Wespeaker baselines for VoxSRC2023

Abstract

This report showcases the results achieved using the wespeaker toolkit for the VoxSRC2023 Challenge. Our aim is to provide participants, especially those with limited experience, with clear and straightforward guidelines to develop their initial systems. Via well-structured recipes and strong results, we hope to offer an accessible and good enough start point for all interested individuals. In this report, we describe the results achieved on the VoxSRC2023 dev set using the pretrained models, you can check the CodaLab evaluation server for the results on the evaluation set. Any feedback and contribution are always welcome

Index Terms: wespeaker, voxsrc2023

1 The VoxSRC Challenges

The VoxSRC (VoxCeleb Speaker Recognition Challenge) is an annual competition that focuses on the task of speaker recognition using the VoxCeleb dataset. Speaker recognition is a field within audio processing that aims to identify and authenticate individuals based on their unique vocal characteristics.

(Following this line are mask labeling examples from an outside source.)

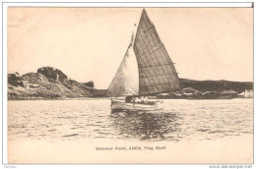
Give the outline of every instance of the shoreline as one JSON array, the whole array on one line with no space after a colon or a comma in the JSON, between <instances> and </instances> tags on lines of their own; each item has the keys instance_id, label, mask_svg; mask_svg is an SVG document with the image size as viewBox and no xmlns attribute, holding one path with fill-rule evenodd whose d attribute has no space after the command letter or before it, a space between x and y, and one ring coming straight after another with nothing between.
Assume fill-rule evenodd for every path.
<instances>
[{"instance_id":1,"label":"shoreline","mask_svg":"<svg viewBox=\"0 0 256 169\"><path fill-rule=\"evenodd\" d=\"M107 99L108 97L70 97L70 98L16 98L16 99L7 99L7 101L32 101L32 100L89 100L89 99ZM159 100L231 100L231 99L253 99L252 98L230 98L230 99L223 99L223 98L207 98L207 99L189 99L189 98L154 98Z\"/></svg>"}]
</instances>

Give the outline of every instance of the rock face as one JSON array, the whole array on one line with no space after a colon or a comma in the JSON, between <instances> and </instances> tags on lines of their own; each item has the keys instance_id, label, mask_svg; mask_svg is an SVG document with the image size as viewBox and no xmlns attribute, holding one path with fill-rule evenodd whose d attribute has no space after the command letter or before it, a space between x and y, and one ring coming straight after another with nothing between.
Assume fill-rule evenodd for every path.
<instances>
[{"instance_id":1,"label":"rock face","mask_svg":"<svg viewBox=\"0 0 256 169\"><path fill-rule=\"evenodd\" d=\"M39 69L37 69L37 73L44 75L45 77L50 78L55 81L63 82L64 80L68 79L68 77L63 72L61 72L58 69L51 68L51 67L39 68Z\"/></svg>"},{"instance_id":2,"label":"rock face","mask_svg":"<svg viewBox=\"0 0 256 169\"><path fill-rule=\"evenodd\" d=\"M8 84L8 99L36 99L90 96L93 88L74 80L51 67L43 67L37 73L22 76L22 84Z\"/></svg>"}]
</instances>

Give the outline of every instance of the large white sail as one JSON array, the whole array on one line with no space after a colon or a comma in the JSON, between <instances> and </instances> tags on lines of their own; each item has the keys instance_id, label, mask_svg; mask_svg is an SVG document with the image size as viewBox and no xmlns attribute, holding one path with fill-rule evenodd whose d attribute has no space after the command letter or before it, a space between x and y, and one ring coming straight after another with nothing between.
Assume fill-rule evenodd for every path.
<instances>
[{"instance_id":1,"label":"large white sail","mask_svg":"<svg viewBox=\"0 0 256 169\"><path fill-rule=\"evenodd\" d=\"M134 51L139 67L140 95L179 89L179 80L173 63L145 10L138 26Z\"/></svg>"},{"instance_id":2,"label":"large white sail","mask_svg":"<svg viewBox=\"0 0 256 169\"><path fill-rule=\"evenodd\" d=\"M178 90L180 84L174 65L145 10L136 29L106 96Z\"/></svg>"},{"instance_id":3,"label":"large white sail","mask_svg":"<svg viewBox=\"0 0 256 169\"><path fill-rule=\"evenodd\" d=\"M115 77L107 89L106 96L124 96L139 94L138 64L133 50L134 32L132 34L129 47L124 55L123 61L119 66Z\"/></svg>"}]
</instances>

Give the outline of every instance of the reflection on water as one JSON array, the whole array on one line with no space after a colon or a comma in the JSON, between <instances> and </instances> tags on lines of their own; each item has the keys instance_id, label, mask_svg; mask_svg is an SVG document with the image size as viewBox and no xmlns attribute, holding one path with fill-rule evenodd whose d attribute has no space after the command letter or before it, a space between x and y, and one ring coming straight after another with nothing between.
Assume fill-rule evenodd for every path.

The VoxSRC Challenge serves as a platform for researchers and practitioners to showcase their advancements in speaker recognition technology. It provides a standardized evaluation framework, allowing participants to compare their methods and algorithms against each other.

VoxSRC 2023 consists of four tracks, which are consistent with the previous year’s competition. Tracks 1, 2, and 3 are dedicated to speaker verification, where participants are required to determine whether two speech samples originate from the same person. The evaluation for Tracks 1 and 2 will be conducted on the same dataset, with Track 1’s training data restricted to the VoxCeleb2 dev set, while participants can freely use any data for Track 2.

Track 3 aims to promote domain adaptation research, providing an evaluation set from another domain (CnCeleb dataset). It includes a large set of unlabelled data and a small set of labelled data from the target domain to serve as the adaptation data. The objective is to address the challenges of adapting speaker verification models to different domains.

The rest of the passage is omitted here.